9. Identification of keratinocyte growth factor as a target of microRNA-155 in lung fibroblasts: implication in epithelial-mesenchymal interactions.
PLoS One. 2009 Aug 24;4(8):e6718.
Pottier N, Maurin T, Chevalier B, Puissegur MP, Lebrigand K, Robbe-Sermesant K, Bertero T, Lino Cardenas CL, Courcot E, Rios G, Fourre S, Lo-Guidice JM, Marcet B, Cardinaud B, Barbry P, Mari B
CNRS, Institut de Pharmacologie Moleculaire et Cellulaire, UMR6097, Sophia Antipolis, France.

BACKGROUND: Epithelial-mesenchymal interactions are critical in regulating many aspects of vertebrate embryo development, and for the maintenance of homeostatic equilibrium in adult tissues. The interactions between epithelium and mesenchyme are believed to be mediated by paracrine signals such as cytokines and extracellular matrix components secreted from fibroblasts that affect adjacent epithelia. In this study, we sought to identify the repertoire of microRNAs (miRNAs) in normal lung human fibroblasts and their potential regulation by the cytokines TNF-alpha, IL-1beta and TGF-beta.

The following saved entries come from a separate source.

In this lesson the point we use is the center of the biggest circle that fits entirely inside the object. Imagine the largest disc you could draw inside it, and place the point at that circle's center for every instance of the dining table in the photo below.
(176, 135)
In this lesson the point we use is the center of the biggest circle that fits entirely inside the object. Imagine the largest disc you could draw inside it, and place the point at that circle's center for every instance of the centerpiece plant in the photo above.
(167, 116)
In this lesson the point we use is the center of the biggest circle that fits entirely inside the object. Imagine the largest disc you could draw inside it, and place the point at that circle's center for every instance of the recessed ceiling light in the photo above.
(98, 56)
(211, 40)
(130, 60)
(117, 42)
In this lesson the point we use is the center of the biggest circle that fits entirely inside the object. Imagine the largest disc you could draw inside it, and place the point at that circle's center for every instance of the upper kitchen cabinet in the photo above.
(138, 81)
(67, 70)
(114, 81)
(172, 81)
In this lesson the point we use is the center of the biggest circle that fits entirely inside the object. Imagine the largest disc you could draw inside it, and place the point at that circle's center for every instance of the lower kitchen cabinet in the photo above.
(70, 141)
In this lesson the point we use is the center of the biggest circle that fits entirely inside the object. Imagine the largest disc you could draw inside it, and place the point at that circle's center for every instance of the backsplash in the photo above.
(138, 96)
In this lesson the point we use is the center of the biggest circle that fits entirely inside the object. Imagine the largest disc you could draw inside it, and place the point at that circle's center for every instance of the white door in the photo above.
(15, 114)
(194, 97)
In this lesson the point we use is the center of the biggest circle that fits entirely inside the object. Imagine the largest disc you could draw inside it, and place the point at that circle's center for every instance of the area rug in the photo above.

METHODOLOGY/PRINCIPAL FINDINGS: MiR-155 was significantly induced by inflammatory cytokines TNF-alpha and IL-1beta while it was down-regulated by TGF-beta. Ectopic expression of miR-155 in human fibroblasts induced modulation of a large set of genes related to "cell to cell signalling", "cell morphology" and "cellular movement". This was consistent with an induction of caspase-3 activity and with an increase in cell migration in fibroblasts tranfected with miR-155. Using different miRNA bioinformatic target prediction tools, we found a specific enrichment for miR-155 predicted targets among the population of down-regulated transcripts. Among fibroblast-selective targets, one interesting hit was keratinocyte growth factor (KGF, FGF-7), a member of the fibroblast growth factor (FGF) family, which owns two potential binding sites for miR-155 in its 3'-UTR. Luciferase assays experimentally validated that miR-155 can efficiently target KGF 3'-UTR. Site-directed mutagenesis revealed that only one out of the 2 potential sites was truly functional. Functional in vitro assays experimentally validated that miR-155 can efficiently target KGF 3'-UTR. Furthermore, in vivo experiments using a mouse model of lung fibrosis showed that miR-155 expression level was correlated with the degree of lung fibrosis. CONCLUSIONS/SIGNIFICANCE: Our results strongly suggest a physiological function of miR-155 in lung fibroblasts. Altogether, this study implicates this miRNA in the regulation by mesenchymal cells of surrounding lung epithelium, making it a potential key player during tissue injury.